Eggs and sperm are combined and placed in an incubator in a laboratory, to fertilise. After two-to-five days in the incubator, one or two of the resulting embryos are transferred to the woman’s uterus, and hopefully they will then implant and develop as they would in a normal pregnancy.
IVF is particularly applicable to women whose fallopian tubes are absent or damaged. It’s also appropriate for patients experiencing endometriosis and unexplained infertility.
In conventional IVF at least 100,000 sperm must be placed with each egg to have a realistic chance of achieving fertilisation.
ICSI treatment involves the injection of a single sperm directly into each egg. The treatment leading up to and after ICSI is identical to the conventional IVF cycle.

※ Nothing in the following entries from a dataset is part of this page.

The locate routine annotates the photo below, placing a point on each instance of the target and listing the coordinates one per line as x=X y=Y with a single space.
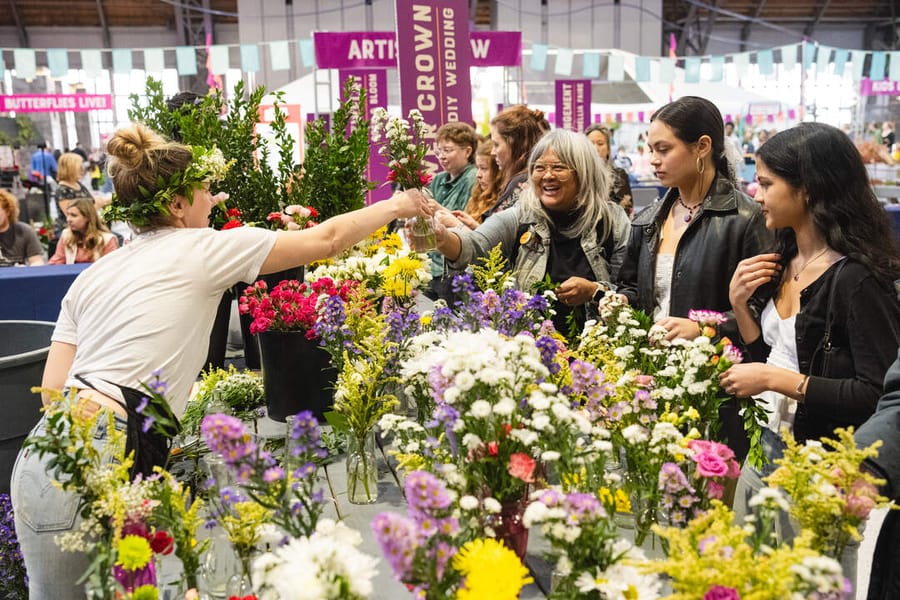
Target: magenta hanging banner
x=496 y=48
x=573 y=104
x=378 y=49
x=55 y=102
x=433 y=59
x=883 y=87
x=374 y=81
x=355 y=49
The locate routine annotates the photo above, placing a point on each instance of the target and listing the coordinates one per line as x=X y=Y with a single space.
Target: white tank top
x=780 y=335
x=663 y=285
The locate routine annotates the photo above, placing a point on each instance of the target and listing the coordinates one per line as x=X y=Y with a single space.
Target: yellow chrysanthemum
x=134 y=552
x=145 y=592
x=620 y=498
x=491 y=570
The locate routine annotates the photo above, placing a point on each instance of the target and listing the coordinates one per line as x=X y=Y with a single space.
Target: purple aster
x=425 y=493
x=396 y=536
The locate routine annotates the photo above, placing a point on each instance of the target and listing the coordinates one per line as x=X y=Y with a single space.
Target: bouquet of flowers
x=714 y=558
x=423 y=548
x=831 y=496
x=286 y=492
x=294 y=217
x=689 y=487
x=494 y=416
x=326 y=564
x=381 y=266
x=289 y=306
x=591 y=560
x=405 y=147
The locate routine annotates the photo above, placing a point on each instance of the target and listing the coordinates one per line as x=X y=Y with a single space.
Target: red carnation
x=162 y=543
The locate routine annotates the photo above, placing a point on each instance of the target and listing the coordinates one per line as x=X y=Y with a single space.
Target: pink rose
x=521 y=466
x=710 y=465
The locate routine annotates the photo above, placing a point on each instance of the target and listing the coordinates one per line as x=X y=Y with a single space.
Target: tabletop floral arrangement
x=289 y=306
x=381 y=265
x=425 y=550
x=831 y=496
x=591 y=560
x=715 y=558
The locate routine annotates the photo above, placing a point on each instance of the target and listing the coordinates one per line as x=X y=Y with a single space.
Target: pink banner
x=885 y=87
x=374 y=81
x=378 y=49
x=434 y=72
x=573 y=104
x=55 y=102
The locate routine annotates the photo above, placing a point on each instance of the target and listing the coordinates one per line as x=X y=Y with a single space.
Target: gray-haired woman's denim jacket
x=526 y=243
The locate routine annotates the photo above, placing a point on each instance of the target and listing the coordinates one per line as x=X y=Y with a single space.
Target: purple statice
x=424 y=493
x=332 y=327
x=397 y=537
x=463 y=285
x=549 y=350
x=13 y=579
x=225 y=435
x=306 y=437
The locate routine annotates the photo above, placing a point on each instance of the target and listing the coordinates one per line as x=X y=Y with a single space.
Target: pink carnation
x=710 y=465
x=521 y=466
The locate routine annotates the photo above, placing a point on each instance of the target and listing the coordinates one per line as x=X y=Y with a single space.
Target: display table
x=35 y=293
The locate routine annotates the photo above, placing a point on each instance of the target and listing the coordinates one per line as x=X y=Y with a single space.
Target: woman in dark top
x=684 y=248
x=832 y=272
x=620 y=192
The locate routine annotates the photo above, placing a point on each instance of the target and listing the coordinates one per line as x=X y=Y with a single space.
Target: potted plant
x=334 y=167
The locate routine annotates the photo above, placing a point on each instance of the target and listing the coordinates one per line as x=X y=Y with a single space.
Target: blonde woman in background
x=486 y=189
x=86 y=238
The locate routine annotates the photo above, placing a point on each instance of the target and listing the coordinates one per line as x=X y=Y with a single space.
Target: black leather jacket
x=728 y=228
x=843 y=389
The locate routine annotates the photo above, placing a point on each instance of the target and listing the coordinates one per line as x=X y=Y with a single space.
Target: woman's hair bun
x=129 y=145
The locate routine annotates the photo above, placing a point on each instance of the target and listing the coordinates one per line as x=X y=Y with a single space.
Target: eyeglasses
x=559 y=170
x=445 y=150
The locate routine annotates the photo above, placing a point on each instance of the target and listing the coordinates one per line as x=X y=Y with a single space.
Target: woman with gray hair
x=563 y=227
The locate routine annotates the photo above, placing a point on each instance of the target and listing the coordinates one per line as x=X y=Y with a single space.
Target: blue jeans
x=42 y=512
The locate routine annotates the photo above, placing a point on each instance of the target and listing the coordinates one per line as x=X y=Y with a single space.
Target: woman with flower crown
x=150 y=307
x=563 y=228
x=819 y=316
x=684 y=248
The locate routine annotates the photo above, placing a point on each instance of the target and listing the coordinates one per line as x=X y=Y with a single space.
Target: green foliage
x=251 y=184
x=491 y=272
x=334 y=167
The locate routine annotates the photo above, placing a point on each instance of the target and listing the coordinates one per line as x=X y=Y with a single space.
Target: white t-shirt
x=151 y=305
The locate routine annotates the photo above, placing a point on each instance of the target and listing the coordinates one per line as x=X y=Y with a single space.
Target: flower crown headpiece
x=206 y=166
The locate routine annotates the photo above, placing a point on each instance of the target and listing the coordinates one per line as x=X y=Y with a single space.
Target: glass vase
x=509 y=527
x=422 y=232
x=240 y=583
x=362 y=470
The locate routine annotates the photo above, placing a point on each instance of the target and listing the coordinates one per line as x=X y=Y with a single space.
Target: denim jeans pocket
x=40 y=504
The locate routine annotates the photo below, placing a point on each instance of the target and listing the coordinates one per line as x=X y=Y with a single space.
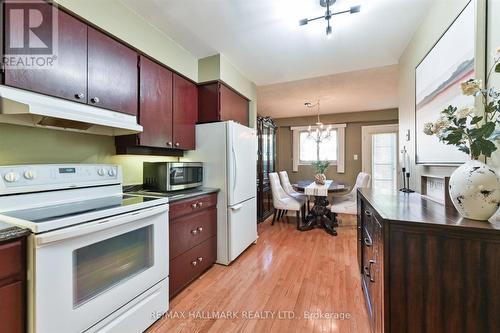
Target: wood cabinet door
x=232 y=106
x=12 y=308
x=67 y=77
x=185 y=113
x=112 y=74
x=155 y=104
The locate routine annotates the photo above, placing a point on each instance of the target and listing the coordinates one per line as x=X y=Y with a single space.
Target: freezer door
x=242 y=223
x=242 y=166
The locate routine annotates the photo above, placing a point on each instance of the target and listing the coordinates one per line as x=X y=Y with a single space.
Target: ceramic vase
x=320 y=179
x=475 y=190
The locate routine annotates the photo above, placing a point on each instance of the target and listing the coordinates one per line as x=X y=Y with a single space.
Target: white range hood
x=27 y=108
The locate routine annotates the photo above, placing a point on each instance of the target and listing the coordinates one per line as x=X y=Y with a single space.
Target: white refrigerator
x=228 y=151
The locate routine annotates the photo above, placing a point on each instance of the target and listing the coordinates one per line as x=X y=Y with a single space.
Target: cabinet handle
x=370 y=263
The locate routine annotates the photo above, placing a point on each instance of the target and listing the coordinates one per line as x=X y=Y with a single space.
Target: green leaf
x=487 y=147
x=476 y=119
x=494 y=136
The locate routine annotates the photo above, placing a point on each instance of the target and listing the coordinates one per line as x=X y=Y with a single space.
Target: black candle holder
x=406 y=182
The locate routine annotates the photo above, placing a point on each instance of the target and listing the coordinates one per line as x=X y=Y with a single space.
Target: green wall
x=25 y=145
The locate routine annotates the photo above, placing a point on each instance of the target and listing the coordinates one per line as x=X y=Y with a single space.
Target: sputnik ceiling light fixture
x=328 y=14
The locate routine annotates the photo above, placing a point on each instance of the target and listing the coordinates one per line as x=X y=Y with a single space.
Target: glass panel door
x=384 y=160
x=102 y=265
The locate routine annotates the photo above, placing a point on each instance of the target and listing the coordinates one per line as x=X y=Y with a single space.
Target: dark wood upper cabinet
x=155 y=105
x=112 y=74
x=218 y=102
x=68 y=76
x=185 y=113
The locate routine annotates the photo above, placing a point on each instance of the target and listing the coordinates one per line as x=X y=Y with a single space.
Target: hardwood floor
x=288 y=273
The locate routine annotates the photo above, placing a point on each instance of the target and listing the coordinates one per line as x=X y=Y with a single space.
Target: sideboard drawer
x=194 y=205
x=191 y=230
x=189 y=265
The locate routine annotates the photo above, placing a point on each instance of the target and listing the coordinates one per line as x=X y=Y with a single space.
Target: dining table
x=320 y=216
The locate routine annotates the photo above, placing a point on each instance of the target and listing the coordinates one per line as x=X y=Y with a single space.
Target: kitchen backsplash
x=25 y=145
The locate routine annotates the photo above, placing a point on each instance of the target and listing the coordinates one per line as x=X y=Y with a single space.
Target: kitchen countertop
x=8 y=232
x=174 y=195
x=413 y=208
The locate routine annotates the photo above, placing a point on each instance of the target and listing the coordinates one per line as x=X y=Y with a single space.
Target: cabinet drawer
x=11 y=259
x=191 y=230
x=184 y=207
x=191 y=264
x=12 y=316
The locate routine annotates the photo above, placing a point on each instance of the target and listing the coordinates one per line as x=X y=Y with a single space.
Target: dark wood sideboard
x=424 y=268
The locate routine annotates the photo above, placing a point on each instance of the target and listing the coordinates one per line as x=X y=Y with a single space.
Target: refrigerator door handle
x=235 y=168
x=236 y=207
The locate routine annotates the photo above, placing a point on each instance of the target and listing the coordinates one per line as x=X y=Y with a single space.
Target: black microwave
x=172 y=176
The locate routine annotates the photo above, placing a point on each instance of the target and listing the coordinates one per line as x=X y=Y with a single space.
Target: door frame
x=366 y=132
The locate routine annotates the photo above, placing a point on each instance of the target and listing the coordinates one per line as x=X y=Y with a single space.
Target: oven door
x=184 y=175
x=85 y=273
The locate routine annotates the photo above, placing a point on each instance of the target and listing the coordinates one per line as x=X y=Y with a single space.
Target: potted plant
x=474 y=187
x=320 y=168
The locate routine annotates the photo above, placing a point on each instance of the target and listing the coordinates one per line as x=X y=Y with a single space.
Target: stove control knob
x=29 y=174
x=11 y=177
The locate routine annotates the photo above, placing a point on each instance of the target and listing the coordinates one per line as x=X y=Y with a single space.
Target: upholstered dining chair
x=287 y=186
x=346 y=204
x=282 y=202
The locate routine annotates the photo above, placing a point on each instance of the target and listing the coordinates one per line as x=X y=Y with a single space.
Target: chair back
x=278 y=193
x=285 y=182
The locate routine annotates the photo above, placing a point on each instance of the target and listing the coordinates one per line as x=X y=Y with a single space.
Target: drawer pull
x=370 y=263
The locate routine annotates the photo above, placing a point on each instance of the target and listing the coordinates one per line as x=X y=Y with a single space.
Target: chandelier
x=319 y=133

As only a small number of sperm are required for ICSI, this treatment is appropriate for couples where the man has low numbers of normal, motile sperm and would be unsuitable for treatment with IVF unless donor sperm is used. In addition, because the sperm does not have to penetrate the egg membrane itself, it is also suitable for couples who have had unexplained failure of fertilisation in previous IVF treatment. ICSI is only recommended in cases of proven male factor infertility.
Most patients have long protocol IVF, which starts with suppressing your hormones so we can take control of when you ovulate. This is called down-regulation, and at this clinic it’s done with tablets, medication called agonists. Later on, you take injections to stimulate your ovaries to produce follicles that will contain the mature eggs. Some patients have short protocol IVF in which the tablets aren’t required.
GCRM also offers antagonist cycles. The advantage of antagonist cycles is that treatment can be tailored closely to your individual needs. You take injections over a shorter period, minimising any discomfort and reducing the overall cost of medication. Another advantage is a reduced risk of ovarian hyperstimulation.
Embryos are monitored carefully and graded as they develop, and usually transferred 5 days after egg collection. Blastocyst culture involves allowing embryos to mature in laboratory conditions before attempting to transfer them. In natural conception, embryos would not normally reach the uterus until day 5; this is called the blastocyst stage of development.